本发明提供了一种数据传输装置及60GHz毫米波全双工旋转数据传输系统,该60GHz毫米波全双工旋转数据传输系统包括数据传输模块,所述数据传输模块包括60GHz毫米波收发器(例如ST60A2芯片)、以及本发明所述的数据传输装置, 60GHz毫米波收发器为两个,一个60GHz毫米波收发器与一个第一偶极子单元相连,另一个60GHz毫米波收发器与另一个第一偶极子单元相连。本发明的有益效果是:本发明通过数据传输装置与60GHz毫米波收发器配合构成了60GHz毫米波全双工旋转数据传输系统,实现了60GHz毫米波在旋转时的高速全双工数据传输,取得了非常好的技术效果。

Description

数据传输装置及60GHz毫米波全双工旋转数据传输系统 技术领域
本发明涉及通信技术领域,尤其涉及一种数据传输装置及60GHz毫米波全双工旋转数据传输系统。
背景技术
近年来,各国政府都在60GHz频率附近划分了连续的免执照即可使用的频谱资源。比如,美国将免许可的频率范围划分为7GHz(57GHz-64GHz),日本也将其划分为7GHz(59.4GHz-62.9GHz),而欧洲更是高达9GHz(57GHz-66GHz)。主要有以下特点。
抗干扰性强。
60GHz无线信号的方向性很强,使得几个不同方向的60GHz通信信号之间的互干扰非常小,几乎可以忽略不计。使用该频段进行无线通信的技术很少,而主要使用的无线通信技术的载频基本都远远小于60GHz,因此,通信系统之间的干扰也很小,同样可以忽略不计。
高安全性。
传输路径的自由空间损耗在60GHz附近频率时约为15dB/km,并且。空气,水分,墙壁等障碍物对毫米波的衰减很大。这使得60GHz无线通信在短距离通信的安全性能和抗干扰性能上存在得天独厚的优势,有利于近距离点到点通信。
现在使用的毫米波收发器有ST60A2毫米波收发器,ST60A2是意法半导体的一款芯片,可以把6Gbps 速率以内的 SERDES信号调制成60GHz毫米波,点对点近距离传输。由于60GHz毫米波穿过塑料衰减很少,可实现非接触式的无线连接。

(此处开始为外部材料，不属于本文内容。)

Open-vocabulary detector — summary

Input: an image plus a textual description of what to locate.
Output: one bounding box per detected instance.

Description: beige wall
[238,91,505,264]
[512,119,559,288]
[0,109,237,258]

SERDES是英文SERializer(串行器)/DESerializer(解串器)的简称。它是一种主流的时分多路复用(TDM)、点对点(P2P)的串行通信技术。
现在虽然有ST60A2芯片,但是缺少与ST60A2芯片配合的数据传输装置,无法实现在旋转的情况下60GHz毫米波高速全双工数据传输,该问题困扰着用户,亟待解决。
技术问题
为了解决现有技术中无法实现在旋转的情况下60GHz毫米波高速全双工数据传输的问题,本发明提供了一种与60GHz毫米波收发器配合的数据传输装置。
技术解决方案
本发明提供了一种数据传输装置,包括同频全双工旋转天线,所述同频全双工旋转天线包括极化栅,由所述极化栅产生左旋/右旋圆极化电磁波,所述同频全双工旋转天线为左旋极化和右旋极化一体天线,左旋圆极化电磁波和右旋圆极化电磁波相位正交。
作为本发明的进一步改进,所述同频全双工旋转天线包括天线壁、矩形波导、圆波导喇叭,所述矩形波导和极化栅位于所述天线壁内,所述圆波导喇叭位于所述天线壁一侧,所述矩形波导与所述极化栅相连,所述极化栅产生的左旋/右旋圆极化电磁波经过圆波导喇叭发射到空中。
作为本发明的进一步改进,所述极化栅为无规则形状。
作为本发明的进一步改进,所述同频全双工旋转天线设有安装槽,所述PCB转接模块安装在所述安装槽内。
作为本发明的进一步改进,该数据传输装置还包括PCB转接模块,所述PCB转接模块与所述同频全双工旋转天线相连。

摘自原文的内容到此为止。